DIEP stands for Deep Inferior Epigastric Artery Perforator flap, which is the name of the blood vessel that is used to keep the flap alive. A DIEP flap is a ‘free’ flap which means the blood vessel is disconnected and then reconnected to a blood vessel in your chest area (either near your breast bone or in your armpit). Carrying out free-flap reconstruction surgery is complex and lengthy and this is only done by Plastic surgeons. For our patients free flap surgery is carried out at the Royal Free Hospital by Mr Sojitra. This form of surgery is only carried out in people who are not smokers (or using nicotine products) and in people who are not very overweight (BMI of less than 32). If you are smoking or need to lose weight you may be advised to either have a DIEP done as a delayed reconstruction or have a different form of reconstruction. Other people who may not be suitable for this surgery are those who have had certain types of abdominal operations in the past leaving them with scars running up and down the middle of their tummy.

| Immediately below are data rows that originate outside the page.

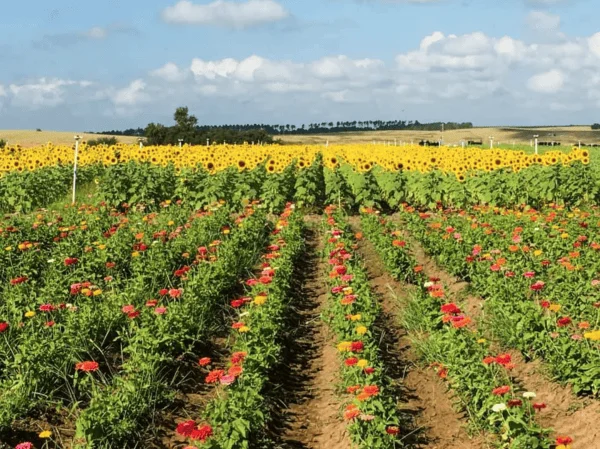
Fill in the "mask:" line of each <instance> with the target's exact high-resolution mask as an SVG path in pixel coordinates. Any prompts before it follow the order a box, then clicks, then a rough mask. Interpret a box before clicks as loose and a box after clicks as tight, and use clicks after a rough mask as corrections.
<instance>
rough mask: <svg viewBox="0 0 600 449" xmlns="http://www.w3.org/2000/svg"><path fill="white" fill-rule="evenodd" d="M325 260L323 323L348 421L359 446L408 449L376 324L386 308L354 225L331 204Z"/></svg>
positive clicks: (353, 439) (345, 415)
mask: <svg viewBox="0 0 600 449" xmlns="http://www.w3.org/2000/svg"><path fill="white" fill-rule="evenodd" d="M325 214H326V220H327V225H326V235H327V236H328V239H327V243H326V244H325V249H324V254H323V257H324V258H326V259H327V261H328V266H329V269H330V271H329V272H328V273H324V274H326V275H328V277H327V279H328V288H329V298H328V306H327V308H326V309H325V311H324V312H323V314H322V315H323V319H324V320H325V322H326V323H327V324H328V325H329V327H330V328H331V329H332V331H333V333H334V335H335V341H336V344H337V349H338V352H339V359H340V390H341V391H342V393H343V396H342V400H343V404H344V407H345V408H344V414H343V415H344V419H345V420H346V421H347V423H348V430H349V433H350V436H351V439H352V441H353V443H354V444H356V447H359V448H365V449H366V448H392V447H403V444H402V440H401V439H400V435H399V433H400V417H399V414H398V410H397V408H396V398H395V394H394V392H393V388H392V385H391V379H390V378H389V377H388V375H387V374H386V368H385V365H384V364H383V362H382V359H381V354H380V348H379V338H378V337H379V335H378V332H377V331H376V329H375V321H376V320H377V318H378V317H379V315H380V313H381V305H380V304H379V301H378V298H377V297H376V296H375V295H374V294H373V292H372V290H371V288H370V285H369V280H368V276H367V273H366V271H365V269H364V267H363V262H362V260H361V258H360V257H359V256H358V254H357V251H356V241H355V240H354V238H353V236H352V232H351V230H350V227H349V225H348V223H347V221H346V220H345V218H344V217H343V215H342V213H341V212H340V211H339V210H336V207H335V206H328V207H327V208H326V209H325Z"/></svg>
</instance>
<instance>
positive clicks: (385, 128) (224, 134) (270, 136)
mask: <svg viewBox="0 0 600 449" xmlns="http://www.w3.org/2000/svg"><path fill="white" fill-rule="evenodd" d="M173 118H174V120H175V125H173V126H165V125H162V124H160V123H149V124H148V126H146V128H129V129H125V130H110V131H101V132H96V133H94V132H92V134H106V135H111V136H138V137H145V138H146V140H147V143H148V144H150V145H168V144H172V145H176V144H178V143H179V139H183V142H185V143H188V144H192V145H204V144H206V142H207V140H208V141H209V142H211V143H212V142H214V143H223V142H225V143H230V144H232V143H244V142H257V143H258V142H264V143H273V142H274V139H273V136H278V135H284V134H292V135H293V134H327V133H343V132H352V131H355V132H356V131H392V130H397V131H398V130H413V131H438V130H441V129H442V127H443V128H444V129H445V130H451V129H466V128H472V127H473V124H472V123H471V122H464V123H458V122H434V123H420V122H419V121H418V120H414V121H413V120H386V121H384V120H365V121H356V120H354V121H337V122H321V123H309V124H308V125H304V124H303V125H301V126H300V127H297V126H296V125H291V124H286V125H268V124H259V123H254V124H245V125H198V119H197V118H196V117H195V116H193V115H190V113H189V109H188V108H187V107H179V108H177V110H176V111H175V114H174V116H173Z"/></svg>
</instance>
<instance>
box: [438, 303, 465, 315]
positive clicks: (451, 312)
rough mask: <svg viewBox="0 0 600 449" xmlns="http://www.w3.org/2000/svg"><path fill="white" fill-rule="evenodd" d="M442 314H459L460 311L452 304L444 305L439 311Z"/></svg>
mask: <svg viewBox="0 0 600 449" xmlns="http://www.w3.org/2000/svg"><path fill="white" fill-rule="evenodd" d="M440 310H441V311H442V313H460V309H459V308H458V306H457V305H456V304H454V303H453V302H451V303H449V304H444V305H443V306H442V307H441V309H440Z"/></svg>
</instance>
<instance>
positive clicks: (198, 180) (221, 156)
mask: <svg viewBox="0 0 600 449" xmlns="http://www.w3.org/2000/svg"><path fill="white" fill-rule="evenodd" d="M72 152H73V150H72V149H71V148H68V147H53V146H51V145H48V146H44V147H40V148H33V149H27V150H22V149H19V148H9V149H5V150H3V153H2V155H0V156H1V157H0V167H1V171H2V172H3V174H2V177H1V178H0V190H2V193H3V195H2V197H1V198H2V199H1V200H0V209H2V211H3V213H4V216H3V218H2V220H1V223H0V238H1V239H2V240H3V241H2V244H1V245H0V261H1V262H2V263H1V264H0V290H1V291H2V295H1V296H0V298H1V299H0V449H8V448H18V449H31V448H38V449H42V448H46V449H59V448H60V449H67V448H69V449H70V448H73V449H75V448H76V449H84V448H103V449H104V448H105V449H108V448H115V449H116V448H136V447H143V448H151V449H159V448H160V449H165V448H178V449H183V448H186V449H194V448H195V449H200V448H210V449H246V448H273V449H275V448H289V449H291V448H315V449H316V448H327V449H341V448H361V449H368V448H377V449H385V448H414V449H418V448H445V449H458V448H467V449H475V448H477V449H487V448H503V449H529V448H539V449H595V448H597V447H600V430H599V427H598V425H597V420H598V416H600V415H599V413H600V402H599V401H598V399H599V396H600V211H599V209H598V205H599V202H600V165H598V163H597V161H596V160H595V159H594V155H590V154H589V152H588V150H581V151H580V150H578V149H573V150H572V151H571V152H569V153H559V152H548V153H545V154H543V155H539V156H536V155H528V154H525V153H522V152H517V151H496V150H475V149H460V148H458V149H454V148H444V147H442V148H422V147H387V146H373V147H369V146H358V145H356V146H347V147H335V146H330V147H317V146H313V147H310V146H309V147H304V146H303V147H300V146H288V147H279V146H266V147H265V146H251V145H247V146H237V147H225V146H216V147H187V146H183V147H182V148H179V147H143V148H140V147H138V146H133V145H132V146H127V145H119V146H115V147H110V148H108V147H95V148H86V147H85V146H83V147H82V148H81V152H80V160H79V162H80V164H81V165H80V169H79V172H78V183H79V188H80V189H81V190H80V193H79V196H78V197H77V202H76V203H75V204H71V202H70V201H67V200H66V199H65V196H66V195H67V194H68V190H69V186H70V182H71V176H72V168H73V167H72V165H70V159H71V158H72V155H73V154H72Z"/></svg>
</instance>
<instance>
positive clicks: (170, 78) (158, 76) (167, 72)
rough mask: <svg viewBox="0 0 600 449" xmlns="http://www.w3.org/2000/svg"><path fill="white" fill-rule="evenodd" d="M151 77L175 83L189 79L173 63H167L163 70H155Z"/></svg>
mask: <svg viewBox="0 0 600 449" xmlns="http://www.w3.org/2000/svg"><path fill="white" fill-rule="evenodd" d="M150 75H151V76H154V77H157V78H162V79H164V80H165V81H170V82H173V83H177V82H180V81H183V80H185V79H186V77H187V73H186V72H184V71H183V70H181V69H180V68H179V67H178V66H177V64H174V63H172V62H167V63H166V64H165V65H164V66H162V67H161V68H159V69H156V70H153V71H152V72H150Z"/></svg>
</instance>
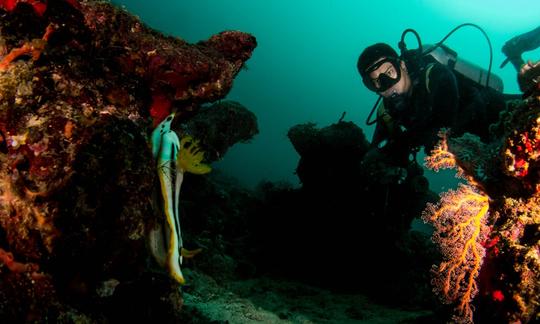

The tissue that is used in a DIEP reconstruction is the tummy fat; because breasts are made of fatty tissue this gives the most natural of breast reconstructions. Because the tummy fat is removed, this surgery also results in a ‘tummy tuck’ procedure. There will be a long scar after this operation going from one hip bone across to the other. The blood vessel that is used is carefully removed from the tummy wall muscle that it runs in, meaning that no muscle is removed and the abdominal wall is not weakened.

Before this type of surgery you will need to have a detailed scan showing the blood vessels in your tummy area. Even if the results of this are satisfactory at the time of surgery the blood supply may not be good enough. This is not very common, but in that case the Plastic surgeon may need to convert your flap to a pedicled TRAM flap instead. A pedicled TRAM flap keeps its own blood supply with it, so is less likely to fail. This will require some of your abdominal wall muscles to be moved also with the flap, which can result in some weakness of the abdominal wall after surgery.

After this form of surgery about 1 in 10 women will need to return to surgery because of problems with the blood supply, and in 3-5% of women the flap will not survive. More commonly areas of ‘fat necrosis’ may occur in parts of the flap where the blood supply has not been that good. These areas can feel firmer and may require assessment in the breast clinic to make sure they are just fat necrosis. Fat necrosis can improve over time, but if it doesn’t further surgery may be required to remove it if it is troublesome.